Tomorrow down to the old Jewish quarter for some Klezmer music and some hopefully, excellent pierogis.

Til then,

Lyle

08 October 2005

aHHH Berlin.


Spent today at the Botanical Gardens. A lot different than Kew, but quite impressive nonetheless. There was a cross section of a redwood tree there, donated by Simpson Lumber and the Eureka, CA chamber of commerce! There were also a few redwoods in the North American section of the Arboretum.

The hostel I´m staying in is in Friedrichshain, sort of the new Kreuzberg. Kreuzberg was the alternative area of town before the wall fell, now it´s mostly Turks and aging hippies, lot´s of "Yuppies Out!" Graffiti. Friedricshain has lots of old turn of the century buildings and most have been restored and it´s dirt cheap to live here. A nice 2 bedroom apartment can be had for about $600 a month, unlike central London where the same would cost over $3000.

The room I´m in has six beds and I´ve yet to meet any of my roommates. I´m up early, they´re in late so all I´ve seen is their sleeping forms. The interesting thing is that they all seem to be female, although it´s possible that one is a guy, or else a girl with very large feet. Although I´m not the oldest one there I´m by far in a minority age group. I don´t feel old though.....

Yesterday I went to Potsdam and rented a bike. It was really heavy and had these weird handle bars and would only shift into 1st gear when it wanted to. I had a blast though, I was getting tired of hoofing it. Wanting to see as much as I could, I didn´t stop very much just took pictures over my shoulder. We´ll see how they turn out!

The weather has been truly amazing. With the exception of one day in London, it´s been sunny and warm. When I packed I was prepared for blasts of cold weather from Siberia but nothing so far and Krakow is supposed to be enjoying the same weather as well.

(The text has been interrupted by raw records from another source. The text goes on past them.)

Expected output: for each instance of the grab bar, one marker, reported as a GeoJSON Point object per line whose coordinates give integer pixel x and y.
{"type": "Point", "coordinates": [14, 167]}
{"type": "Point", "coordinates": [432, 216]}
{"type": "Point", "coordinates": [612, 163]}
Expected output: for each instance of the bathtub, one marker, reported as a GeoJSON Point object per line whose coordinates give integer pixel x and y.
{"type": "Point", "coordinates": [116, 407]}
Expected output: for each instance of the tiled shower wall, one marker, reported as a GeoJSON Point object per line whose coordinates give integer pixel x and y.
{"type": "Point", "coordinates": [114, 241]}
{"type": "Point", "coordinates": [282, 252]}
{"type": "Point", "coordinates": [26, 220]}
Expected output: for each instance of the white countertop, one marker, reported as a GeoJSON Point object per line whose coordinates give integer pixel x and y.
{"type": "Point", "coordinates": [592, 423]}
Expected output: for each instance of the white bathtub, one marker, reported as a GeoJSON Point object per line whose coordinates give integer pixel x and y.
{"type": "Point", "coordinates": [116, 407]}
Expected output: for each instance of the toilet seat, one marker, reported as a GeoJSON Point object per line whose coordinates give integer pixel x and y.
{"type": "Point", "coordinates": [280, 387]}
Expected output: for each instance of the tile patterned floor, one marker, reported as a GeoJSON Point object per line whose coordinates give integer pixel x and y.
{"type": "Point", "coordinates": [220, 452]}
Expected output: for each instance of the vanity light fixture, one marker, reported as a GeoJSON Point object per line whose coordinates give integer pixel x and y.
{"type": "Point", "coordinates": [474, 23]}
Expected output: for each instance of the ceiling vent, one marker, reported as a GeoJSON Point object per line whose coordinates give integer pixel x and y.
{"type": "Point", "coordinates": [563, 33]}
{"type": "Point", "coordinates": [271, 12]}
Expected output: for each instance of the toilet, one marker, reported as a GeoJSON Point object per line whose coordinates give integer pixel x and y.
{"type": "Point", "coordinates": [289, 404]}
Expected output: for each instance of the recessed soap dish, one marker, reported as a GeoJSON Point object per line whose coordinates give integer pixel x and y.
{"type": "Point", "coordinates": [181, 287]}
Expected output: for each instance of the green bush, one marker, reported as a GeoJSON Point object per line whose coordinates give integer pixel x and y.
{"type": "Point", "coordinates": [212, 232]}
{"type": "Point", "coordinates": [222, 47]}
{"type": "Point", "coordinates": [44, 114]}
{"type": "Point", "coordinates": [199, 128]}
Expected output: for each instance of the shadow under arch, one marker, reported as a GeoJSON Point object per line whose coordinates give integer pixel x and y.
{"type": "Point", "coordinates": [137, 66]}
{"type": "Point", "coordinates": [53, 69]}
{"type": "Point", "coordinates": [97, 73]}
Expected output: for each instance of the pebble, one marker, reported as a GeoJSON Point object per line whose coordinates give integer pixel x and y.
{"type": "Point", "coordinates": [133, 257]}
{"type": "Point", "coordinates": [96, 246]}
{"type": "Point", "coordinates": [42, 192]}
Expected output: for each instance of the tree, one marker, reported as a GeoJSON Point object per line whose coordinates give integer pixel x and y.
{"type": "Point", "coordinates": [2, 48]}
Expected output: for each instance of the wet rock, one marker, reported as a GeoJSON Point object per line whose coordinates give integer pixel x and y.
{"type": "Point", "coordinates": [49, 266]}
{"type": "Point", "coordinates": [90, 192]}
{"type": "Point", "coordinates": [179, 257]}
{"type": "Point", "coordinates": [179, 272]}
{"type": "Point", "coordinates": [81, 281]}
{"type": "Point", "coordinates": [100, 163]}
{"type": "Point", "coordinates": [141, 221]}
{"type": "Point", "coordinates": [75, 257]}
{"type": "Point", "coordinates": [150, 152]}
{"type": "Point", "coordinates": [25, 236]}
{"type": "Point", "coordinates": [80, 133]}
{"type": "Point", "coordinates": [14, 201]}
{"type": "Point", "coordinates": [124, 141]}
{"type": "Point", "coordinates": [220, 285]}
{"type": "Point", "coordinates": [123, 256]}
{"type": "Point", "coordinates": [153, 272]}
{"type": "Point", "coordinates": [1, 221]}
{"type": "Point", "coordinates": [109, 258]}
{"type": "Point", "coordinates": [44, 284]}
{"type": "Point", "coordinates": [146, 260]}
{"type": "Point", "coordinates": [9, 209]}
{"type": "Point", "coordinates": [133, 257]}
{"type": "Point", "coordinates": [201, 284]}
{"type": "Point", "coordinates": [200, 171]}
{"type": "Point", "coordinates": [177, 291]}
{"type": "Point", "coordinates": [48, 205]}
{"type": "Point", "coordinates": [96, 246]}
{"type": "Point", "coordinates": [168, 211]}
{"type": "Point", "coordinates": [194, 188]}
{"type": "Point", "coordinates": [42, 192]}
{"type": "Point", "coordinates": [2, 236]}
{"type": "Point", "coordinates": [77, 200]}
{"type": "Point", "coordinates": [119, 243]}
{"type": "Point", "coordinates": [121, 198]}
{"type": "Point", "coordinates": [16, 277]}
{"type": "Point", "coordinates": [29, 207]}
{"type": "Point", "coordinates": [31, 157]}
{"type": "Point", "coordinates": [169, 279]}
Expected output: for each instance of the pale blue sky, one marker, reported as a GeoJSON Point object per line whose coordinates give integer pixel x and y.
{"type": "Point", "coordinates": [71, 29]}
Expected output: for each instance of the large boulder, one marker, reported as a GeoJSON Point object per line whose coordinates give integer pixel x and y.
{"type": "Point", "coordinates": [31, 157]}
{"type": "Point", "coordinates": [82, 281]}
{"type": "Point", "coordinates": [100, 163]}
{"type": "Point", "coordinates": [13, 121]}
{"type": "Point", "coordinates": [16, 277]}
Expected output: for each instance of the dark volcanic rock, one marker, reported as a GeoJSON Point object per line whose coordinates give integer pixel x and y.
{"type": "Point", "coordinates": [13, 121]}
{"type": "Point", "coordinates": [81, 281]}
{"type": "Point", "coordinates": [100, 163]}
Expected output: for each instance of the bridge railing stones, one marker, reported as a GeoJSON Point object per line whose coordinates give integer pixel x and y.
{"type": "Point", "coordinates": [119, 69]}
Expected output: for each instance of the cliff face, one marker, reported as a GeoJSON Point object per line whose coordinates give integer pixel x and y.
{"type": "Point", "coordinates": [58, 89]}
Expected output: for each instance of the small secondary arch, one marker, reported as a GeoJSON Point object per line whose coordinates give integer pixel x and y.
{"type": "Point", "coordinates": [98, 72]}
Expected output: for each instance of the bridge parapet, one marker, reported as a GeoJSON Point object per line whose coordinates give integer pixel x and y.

I haven´t been able to post any photos yet. I might have to have them burnt to cd and then post them from that. I´ll probably wait until I get to Krakow. Hopefully it will be cheaper.

´Til next time,

Lyle

06 October 2005

I love easyJet!

Got up at 3am this morning to catch a 330 train to Gatwick to catch a 6am flight to Berlin. Not fun although the flight was quite nice. It was an Airbus 319 and filled to the brim with seats. I can´t imagine flying overseas on such a plane but for a $30 fare it was well worth it.

Had a great day at Kew Gardens yesterday. http://www.rbgkew.org.uk/ The weather was perect and I walked so much I got a blister. I have a couple of ideas for your gardens Chris and Chris and Lew. I haven´t been able to upload photos yet but hope to soon.

Today I wandered around downtown Berlin,saw the Brandenburg Gate in all its restored glory. Tons of people out and about as it was a glorious day. The leaves are only just beginning to turn.

I´m ready for a real night´s sleep. More later.

Lyle

04 October 2005

Je suis arrive`!

Well, after a bad address for the BART station and the plane having to turn around after it had left the gate, I made it to London. The weather here is beautiful, and I spent the afernoon walking through Hyde Park and Kensington Gardens. It's hard to believe such a tranquil place is surounded by 7 million people. The hostel is nice, near Victoria Station on a quiet street.

It'll be an early night and then up to go to Kew Gardens in the morning with a visit to the London Eye in the afternoon. Not much but I'll have 4 days here at the end of my trip so will have plenty of time to sightsee.

It's so easy to travel, hop on a plane and a few hours later I'm in another world but one not nearly so strange as the London I visited in 1988. Then Londoners looked different than Americans and although they still sound different they don't seem nearly so foreign. The world is a lot smaller than it was then. One thing that still stands out is the history this place is drenched in. Everywhere I turn there is a plaque commemorating something. I walked by the Princess Diana Memorial Fountain today, not that impressive really, she deserved better.